La golpeó su belleza, en primer lugar, pese a que nunca se dejaba impresionar por este tipo de cosas; es que no era una belleza prototípica, parecía más bien la figura andrógina del un ángel de Boticelli; casi infantil. Pero luego estaba la música, la belleza de la música que lo hacía parecer aún más ajeno a este mundo, como si se transfigurara a través de las cuerdas, viajando graciosamente desde el mar tempestuoso que danzaba en las notas de la orquesta hacia este otro mundo simple y ordinario de gente que se abanicaba, que miraba sus celulares y cuchicheaba cosas sin importancia. Su virtuosismo y carisma fue encendiendo paulatinamente la atmósfera del teatro, pasando de la más correcta aprobación hasta el éxtasis casi religioso. ¿Y ella? Ella sólo estaba allí, pasmada ante la belleza, como Martín frente a la estatua de Ceres en su pequeña placita universal. Paralizada.

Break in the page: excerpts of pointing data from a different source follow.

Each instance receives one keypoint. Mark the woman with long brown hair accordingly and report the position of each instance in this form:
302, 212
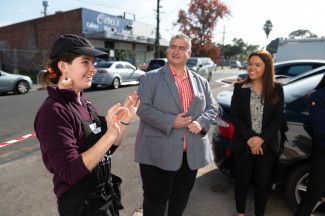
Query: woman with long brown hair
257, 110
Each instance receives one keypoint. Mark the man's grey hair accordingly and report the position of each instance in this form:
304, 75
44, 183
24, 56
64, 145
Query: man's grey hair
183, 37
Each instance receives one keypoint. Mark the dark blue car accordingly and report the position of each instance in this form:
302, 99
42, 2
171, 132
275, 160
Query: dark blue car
292, 170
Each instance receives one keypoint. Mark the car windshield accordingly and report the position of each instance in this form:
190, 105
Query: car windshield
104, 65
191, 62
154, 64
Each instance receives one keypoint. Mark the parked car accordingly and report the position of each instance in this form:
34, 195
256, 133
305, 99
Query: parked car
14, 83
235, 64
292, 170
156, 63
116, 73
291, 68
203, 66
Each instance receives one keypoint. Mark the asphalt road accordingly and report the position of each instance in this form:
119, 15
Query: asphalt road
26, 187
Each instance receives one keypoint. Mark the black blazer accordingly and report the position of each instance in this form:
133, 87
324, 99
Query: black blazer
273, 118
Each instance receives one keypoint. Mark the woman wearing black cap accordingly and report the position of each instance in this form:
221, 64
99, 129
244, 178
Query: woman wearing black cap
75, 141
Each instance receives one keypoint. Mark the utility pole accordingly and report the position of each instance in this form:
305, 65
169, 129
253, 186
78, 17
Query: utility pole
46, 4
157, 50
223, 44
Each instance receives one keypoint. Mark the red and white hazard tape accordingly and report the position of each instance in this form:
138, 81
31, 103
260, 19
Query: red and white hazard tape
3, 144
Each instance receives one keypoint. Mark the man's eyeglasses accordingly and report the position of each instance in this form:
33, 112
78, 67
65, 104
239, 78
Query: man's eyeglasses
181, 48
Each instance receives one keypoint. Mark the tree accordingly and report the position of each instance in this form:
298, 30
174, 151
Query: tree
267, 28
200, 21
238, 50
301, 33
273, 46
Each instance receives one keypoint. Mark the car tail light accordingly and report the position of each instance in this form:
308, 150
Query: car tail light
225, 128
228, 152
102, 71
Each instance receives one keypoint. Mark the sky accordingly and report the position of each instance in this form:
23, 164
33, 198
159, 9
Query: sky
246, 20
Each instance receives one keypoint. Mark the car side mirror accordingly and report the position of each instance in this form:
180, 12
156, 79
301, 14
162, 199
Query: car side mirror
214, 121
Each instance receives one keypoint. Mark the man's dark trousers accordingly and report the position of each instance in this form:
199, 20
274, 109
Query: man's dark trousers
160, 186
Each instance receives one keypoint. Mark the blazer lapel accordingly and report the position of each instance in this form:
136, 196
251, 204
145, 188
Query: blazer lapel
246, 97
172, 86
196, 94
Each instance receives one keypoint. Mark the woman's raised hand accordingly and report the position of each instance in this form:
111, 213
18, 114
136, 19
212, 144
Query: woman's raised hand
131, 104
113, 118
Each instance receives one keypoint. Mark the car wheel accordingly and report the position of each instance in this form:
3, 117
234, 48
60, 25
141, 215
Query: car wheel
116, 83
22, 87
296, 186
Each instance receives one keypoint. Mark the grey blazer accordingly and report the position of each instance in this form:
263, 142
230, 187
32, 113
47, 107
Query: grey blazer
157, 142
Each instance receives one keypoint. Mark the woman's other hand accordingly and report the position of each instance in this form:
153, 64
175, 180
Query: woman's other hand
113, 118
131, 104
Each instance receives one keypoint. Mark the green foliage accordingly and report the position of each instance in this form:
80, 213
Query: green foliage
200, 21
238, 50
273, 46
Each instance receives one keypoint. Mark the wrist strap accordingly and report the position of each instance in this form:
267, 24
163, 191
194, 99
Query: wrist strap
124, 123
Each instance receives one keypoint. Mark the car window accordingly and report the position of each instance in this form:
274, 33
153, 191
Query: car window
129, 66
205, 61
119, 66
298, 69
104, 65
157, 63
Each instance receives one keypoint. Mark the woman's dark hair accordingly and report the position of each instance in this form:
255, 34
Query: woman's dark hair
53, 73
268, 92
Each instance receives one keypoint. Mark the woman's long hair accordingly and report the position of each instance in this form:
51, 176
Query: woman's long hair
53, 73
268, 92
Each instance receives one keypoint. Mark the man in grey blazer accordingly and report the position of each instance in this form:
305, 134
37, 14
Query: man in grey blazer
172, 143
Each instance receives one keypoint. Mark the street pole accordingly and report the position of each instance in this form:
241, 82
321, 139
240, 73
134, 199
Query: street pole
157, 51
223, 44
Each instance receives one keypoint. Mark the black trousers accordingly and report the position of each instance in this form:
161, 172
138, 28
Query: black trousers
316, 184
259, 167
160, 186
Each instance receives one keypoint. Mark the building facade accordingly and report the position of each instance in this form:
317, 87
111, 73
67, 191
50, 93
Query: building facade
26, 45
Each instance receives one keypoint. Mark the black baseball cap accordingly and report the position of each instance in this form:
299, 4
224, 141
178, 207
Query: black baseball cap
77, 44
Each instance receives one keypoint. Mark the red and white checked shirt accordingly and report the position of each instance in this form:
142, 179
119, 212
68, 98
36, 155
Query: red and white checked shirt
185, 92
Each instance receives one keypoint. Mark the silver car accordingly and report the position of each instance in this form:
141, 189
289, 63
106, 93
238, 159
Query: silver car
14, 83
116, 73
203, 66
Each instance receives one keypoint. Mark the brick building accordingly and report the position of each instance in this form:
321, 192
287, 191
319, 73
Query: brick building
25, 45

Cuando ya no quedaban piezas de tocar, o quizás cuando los demás músicos de la orquesta reclamaron con justicia que ya era tiempo de irse, el joven prodigio, Sergei Ivanov, anunció que se marchaba y tras la ovación cumplió su amenaza de no regresar más a escena. La gente no se fue sino hasta que entraron a escena los sujetos del aseo municipal y por fin creyeron que el nuevo ídolo ya no volvería. Desde luego Sofía ya no estaba allí.

Instalada en un vehículo menor, cercano al bus que transportaba a toda la orquesta, esperaba con paciencia la salida del teatro de todos los músicos. Pero Sergej no salió jamás. Alterada por fallar en su primera noche, optó por salirse de su propio libreto y preguntar.

- Disculpe – le dijo a un músico – quisiera pedirle al joven intérprete un autógrafo, ¿dónde puedo encontrarlo?

- Quiso caminar, seguramente salió por la puerta principal del teatro

Caminar. En una calle de provincia, donde con suerte encontrará un café de carrito en la calle. Ni modo. Se fue corriendo detrás de su caso número 22, antes de que la casualidad se lo llevase lejos de su alcance. 

Cuando finalmente dio con él, lo siguió a una distancia prudente por diez cuadras. El chico parecía divertido, espiando a su vez a las parejas que se besaban en las plazas, entrando en los centros comerciales y revisando todo para no llevarse nada, admirando la arquitectura de la ciudad y el fondo estrellado de esa noche veraniega.

De pronto Sofía olvidó por qué lo seguía. Se quedó mirándolo como una adolescente mientras conversaba con un indigente, embelesada en su sonrisa y la del pobre hombre, que se reía a carcajadas de este extranjero amable. Tan embelesada, que cuando se dio cuenta que él también la estaba mirando, ya habían pasado varios segundos.